A job can only blacklist up to 25% of TaskTrackers in the cluster.
Cluster-Wide Blacklisting
A TaskTracker can be blacklisted cluster-wide for any of the following reasons:
- The number of blacklists from successful jobs (the fault count) exceeds mapred.max.tracker.blacklists
- The TaskTracker has been manually blacklisted using hadoop job -blacklist-tracker <host>
- The status of the TaskTracker (as reported by a user-provided health-check script) is not healthy
If a TaskTracker is blacklisted, any currently running tasks are allowed to finish, but no further tasks are scheduled. If a TaskTracker has been blacklisted due to mapred.max.tracker.blacklists or using the hadoop job -blacklist-tracker <host> command, un-blacklisting requires a TaskTracker restart.
Only 50% of the TaskTrackers in a cluster can be blacklisted at any one time.
After 24 hours, the TaskTracker is automatically removed from the blacklist and can accept jobs again.

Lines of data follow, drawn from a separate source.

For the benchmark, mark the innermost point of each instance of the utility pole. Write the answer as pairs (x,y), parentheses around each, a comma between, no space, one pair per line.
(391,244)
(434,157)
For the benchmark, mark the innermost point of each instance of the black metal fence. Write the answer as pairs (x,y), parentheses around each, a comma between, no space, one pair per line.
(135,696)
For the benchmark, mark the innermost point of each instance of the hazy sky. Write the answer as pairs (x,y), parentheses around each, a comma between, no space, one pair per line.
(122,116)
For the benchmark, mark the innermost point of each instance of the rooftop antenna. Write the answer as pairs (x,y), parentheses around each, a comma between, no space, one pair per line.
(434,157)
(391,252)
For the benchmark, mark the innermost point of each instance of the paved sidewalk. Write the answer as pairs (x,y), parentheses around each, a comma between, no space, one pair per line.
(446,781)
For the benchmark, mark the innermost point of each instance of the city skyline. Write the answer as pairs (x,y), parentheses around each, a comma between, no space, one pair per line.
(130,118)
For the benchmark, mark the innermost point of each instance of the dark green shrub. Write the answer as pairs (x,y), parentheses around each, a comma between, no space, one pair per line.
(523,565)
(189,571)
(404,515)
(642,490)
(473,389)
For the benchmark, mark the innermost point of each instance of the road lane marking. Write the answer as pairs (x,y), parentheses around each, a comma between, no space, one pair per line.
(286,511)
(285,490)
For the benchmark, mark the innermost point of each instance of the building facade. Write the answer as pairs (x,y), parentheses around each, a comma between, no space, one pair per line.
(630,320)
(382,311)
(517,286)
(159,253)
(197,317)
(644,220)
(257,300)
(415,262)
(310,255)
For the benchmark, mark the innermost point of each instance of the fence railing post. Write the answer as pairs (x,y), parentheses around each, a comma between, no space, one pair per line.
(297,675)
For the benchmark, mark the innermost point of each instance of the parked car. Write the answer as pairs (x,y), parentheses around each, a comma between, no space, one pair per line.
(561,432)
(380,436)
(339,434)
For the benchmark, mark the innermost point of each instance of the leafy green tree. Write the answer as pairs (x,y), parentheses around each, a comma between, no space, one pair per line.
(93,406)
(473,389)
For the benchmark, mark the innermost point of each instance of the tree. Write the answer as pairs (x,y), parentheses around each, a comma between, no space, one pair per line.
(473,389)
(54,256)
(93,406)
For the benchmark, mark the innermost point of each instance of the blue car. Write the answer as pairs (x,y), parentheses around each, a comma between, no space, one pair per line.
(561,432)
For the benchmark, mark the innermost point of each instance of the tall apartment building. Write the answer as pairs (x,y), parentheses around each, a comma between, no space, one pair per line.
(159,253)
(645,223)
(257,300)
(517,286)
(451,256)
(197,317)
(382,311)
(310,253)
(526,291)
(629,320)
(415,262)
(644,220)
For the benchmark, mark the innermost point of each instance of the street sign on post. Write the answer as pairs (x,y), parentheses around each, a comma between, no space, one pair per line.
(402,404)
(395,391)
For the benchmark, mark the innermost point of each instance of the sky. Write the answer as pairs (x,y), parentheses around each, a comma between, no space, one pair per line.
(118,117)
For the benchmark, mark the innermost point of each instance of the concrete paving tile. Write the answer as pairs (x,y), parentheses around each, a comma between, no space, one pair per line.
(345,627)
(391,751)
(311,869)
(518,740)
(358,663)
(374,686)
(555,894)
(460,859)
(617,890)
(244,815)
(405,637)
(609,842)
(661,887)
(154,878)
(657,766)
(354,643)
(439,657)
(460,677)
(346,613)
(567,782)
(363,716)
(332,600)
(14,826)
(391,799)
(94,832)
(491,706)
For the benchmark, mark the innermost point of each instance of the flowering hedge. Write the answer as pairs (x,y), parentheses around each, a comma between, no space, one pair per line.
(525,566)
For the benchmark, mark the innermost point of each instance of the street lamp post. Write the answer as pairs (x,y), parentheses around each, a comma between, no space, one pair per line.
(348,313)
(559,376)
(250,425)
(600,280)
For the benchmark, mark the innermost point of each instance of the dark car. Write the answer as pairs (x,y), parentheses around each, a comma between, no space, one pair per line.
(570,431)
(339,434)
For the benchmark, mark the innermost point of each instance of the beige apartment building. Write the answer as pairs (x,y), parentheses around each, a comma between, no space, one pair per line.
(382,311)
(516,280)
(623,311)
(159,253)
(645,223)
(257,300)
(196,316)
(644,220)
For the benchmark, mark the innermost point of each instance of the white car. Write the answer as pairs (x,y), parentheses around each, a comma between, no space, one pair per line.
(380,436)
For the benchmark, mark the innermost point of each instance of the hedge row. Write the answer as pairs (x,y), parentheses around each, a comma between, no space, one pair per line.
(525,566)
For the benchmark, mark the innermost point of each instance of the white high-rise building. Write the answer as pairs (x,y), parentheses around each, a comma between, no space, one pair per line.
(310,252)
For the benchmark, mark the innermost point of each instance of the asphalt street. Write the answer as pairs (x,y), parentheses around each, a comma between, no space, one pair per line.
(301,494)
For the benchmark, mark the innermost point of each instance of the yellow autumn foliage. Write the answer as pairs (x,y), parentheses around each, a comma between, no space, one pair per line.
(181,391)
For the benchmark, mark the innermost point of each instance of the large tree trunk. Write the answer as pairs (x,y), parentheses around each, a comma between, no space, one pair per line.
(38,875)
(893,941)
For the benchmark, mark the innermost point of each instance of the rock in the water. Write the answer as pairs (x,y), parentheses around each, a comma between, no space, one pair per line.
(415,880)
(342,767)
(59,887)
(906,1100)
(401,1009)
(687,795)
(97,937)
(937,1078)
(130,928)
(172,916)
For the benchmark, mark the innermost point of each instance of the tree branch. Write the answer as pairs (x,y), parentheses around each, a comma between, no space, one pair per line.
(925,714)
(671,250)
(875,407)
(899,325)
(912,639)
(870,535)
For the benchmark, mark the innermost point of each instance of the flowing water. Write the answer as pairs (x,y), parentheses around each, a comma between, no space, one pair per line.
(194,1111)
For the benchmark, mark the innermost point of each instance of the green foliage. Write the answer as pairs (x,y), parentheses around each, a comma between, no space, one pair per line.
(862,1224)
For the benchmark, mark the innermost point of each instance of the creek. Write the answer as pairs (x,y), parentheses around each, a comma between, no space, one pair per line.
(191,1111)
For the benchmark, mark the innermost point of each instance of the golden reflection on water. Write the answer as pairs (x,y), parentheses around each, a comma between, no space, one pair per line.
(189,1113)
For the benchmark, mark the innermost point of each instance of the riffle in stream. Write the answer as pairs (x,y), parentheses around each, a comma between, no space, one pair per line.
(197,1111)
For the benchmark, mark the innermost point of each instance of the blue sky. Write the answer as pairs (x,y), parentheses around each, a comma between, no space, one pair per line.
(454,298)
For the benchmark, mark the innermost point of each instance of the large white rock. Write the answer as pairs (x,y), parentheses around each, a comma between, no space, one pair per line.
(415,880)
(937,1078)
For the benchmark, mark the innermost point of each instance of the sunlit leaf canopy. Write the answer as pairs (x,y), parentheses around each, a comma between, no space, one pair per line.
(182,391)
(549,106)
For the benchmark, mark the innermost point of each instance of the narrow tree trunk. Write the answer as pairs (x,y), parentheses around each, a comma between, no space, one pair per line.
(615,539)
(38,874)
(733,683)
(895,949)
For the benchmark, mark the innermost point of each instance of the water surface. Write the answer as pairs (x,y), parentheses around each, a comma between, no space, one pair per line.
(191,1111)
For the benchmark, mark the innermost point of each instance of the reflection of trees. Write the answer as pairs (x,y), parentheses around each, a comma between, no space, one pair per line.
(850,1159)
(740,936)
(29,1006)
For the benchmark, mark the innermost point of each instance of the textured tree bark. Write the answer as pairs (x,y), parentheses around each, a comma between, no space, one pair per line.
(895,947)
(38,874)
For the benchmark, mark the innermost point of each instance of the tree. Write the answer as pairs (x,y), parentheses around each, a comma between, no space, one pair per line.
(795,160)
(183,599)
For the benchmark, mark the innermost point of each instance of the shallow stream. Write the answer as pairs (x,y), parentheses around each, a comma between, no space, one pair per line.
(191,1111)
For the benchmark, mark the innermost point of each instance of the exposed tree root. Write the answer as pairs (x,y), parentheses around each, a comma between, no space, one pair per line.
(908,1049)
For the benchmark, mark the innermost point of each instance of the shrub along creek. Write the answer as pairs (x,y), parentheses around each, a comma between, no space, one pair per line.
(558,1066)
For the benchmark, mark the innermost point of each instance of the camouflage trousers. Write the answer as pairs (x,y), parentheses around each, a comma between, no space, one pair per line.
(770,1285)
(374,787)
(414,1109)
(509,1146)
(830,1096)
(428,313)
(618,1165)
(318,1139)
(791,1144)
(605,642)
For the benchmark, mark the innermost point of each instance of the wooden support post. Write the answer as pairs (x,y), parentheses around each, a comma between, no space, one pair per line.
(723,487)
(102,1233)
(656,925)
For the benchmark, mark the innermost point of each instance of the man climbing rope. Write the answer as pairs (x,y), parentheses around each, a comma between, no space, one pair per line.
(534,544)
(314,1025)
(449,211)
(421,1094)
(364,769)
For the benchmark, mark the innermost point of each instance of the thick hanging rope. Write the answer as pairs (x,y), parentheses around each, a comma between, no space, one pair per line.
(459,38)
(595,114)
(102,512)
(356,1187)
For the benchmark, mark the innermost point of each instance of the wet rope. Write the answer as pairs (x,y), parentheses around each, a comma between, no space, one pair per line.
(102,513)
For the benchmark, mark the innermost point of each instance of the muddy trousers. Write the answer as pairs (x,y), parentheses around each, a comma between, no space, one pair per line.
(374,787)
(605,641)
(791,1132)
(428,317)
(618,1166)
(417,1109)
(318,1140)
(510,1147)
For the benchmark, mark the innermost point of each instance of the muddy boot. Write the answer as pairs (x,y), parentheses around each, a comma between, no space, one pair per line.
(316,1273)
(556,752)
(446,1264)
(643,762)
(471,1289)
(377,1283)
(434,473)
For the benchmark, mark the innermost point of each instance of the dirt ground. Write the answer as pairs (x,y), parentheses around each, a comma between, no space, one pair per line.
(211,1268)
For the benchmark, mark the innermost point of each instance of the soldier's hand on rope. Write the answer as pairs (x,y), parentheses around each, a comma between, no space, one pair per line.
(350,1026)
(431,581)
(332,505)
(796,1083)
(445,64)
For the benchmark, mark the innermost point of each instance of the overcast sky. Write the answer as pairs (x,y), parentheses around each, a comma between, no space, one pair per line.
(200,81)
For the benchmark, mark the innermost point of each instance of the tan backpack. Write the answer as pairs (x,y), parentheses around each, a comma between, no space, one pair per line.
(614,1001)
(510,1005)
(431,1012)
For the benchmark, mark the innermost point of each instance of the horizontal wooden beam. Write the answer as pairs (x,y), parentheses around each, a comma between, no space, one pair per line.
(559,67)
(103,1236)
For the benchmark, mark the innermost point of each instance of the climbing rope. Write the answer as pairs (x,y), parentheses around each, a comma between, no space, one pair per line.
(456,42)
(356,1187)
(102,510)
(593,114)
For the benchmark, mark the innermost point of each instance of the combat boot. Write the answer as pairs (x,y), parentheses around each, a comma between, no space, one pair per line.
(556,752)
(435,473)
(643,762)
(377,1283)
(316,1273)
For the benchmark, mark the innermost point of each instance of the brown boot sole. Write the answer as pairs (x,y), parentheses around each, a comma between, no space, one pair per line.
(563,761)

Blacklisting a TaskTracker Manually
To blacklist a TaskTracker manually, run the following command as the administrative user:
hadoop job -blacklist-tracker <hostname>
Manually blacklisting a TaskTracker prevents additional tasks from being scheduled on the TaskTracker. Any currently running tasks are allowed to fihish.
Un-blacklisting a TaskTracker Manually
If a TaskTracker is blacklisted per job, you can un-blacklist it by running the following command as the administrative user:
hadoop job -unblacklist <jobid> <hostname>
If a TaskTracker has been blacklisted cluster-wide due to mapred.max.tracker.blacklists or using the hadoop job -blacklist-tracker <host> command, un-blacklisting requires a TaskTracker restart. If a TaskTracker has been blacklisted cluster-wide due to a non-healthy status, correct the indicated problem and run the health check script again. When the script picks up the healthy status, the TaskTracker is un-blacklisted.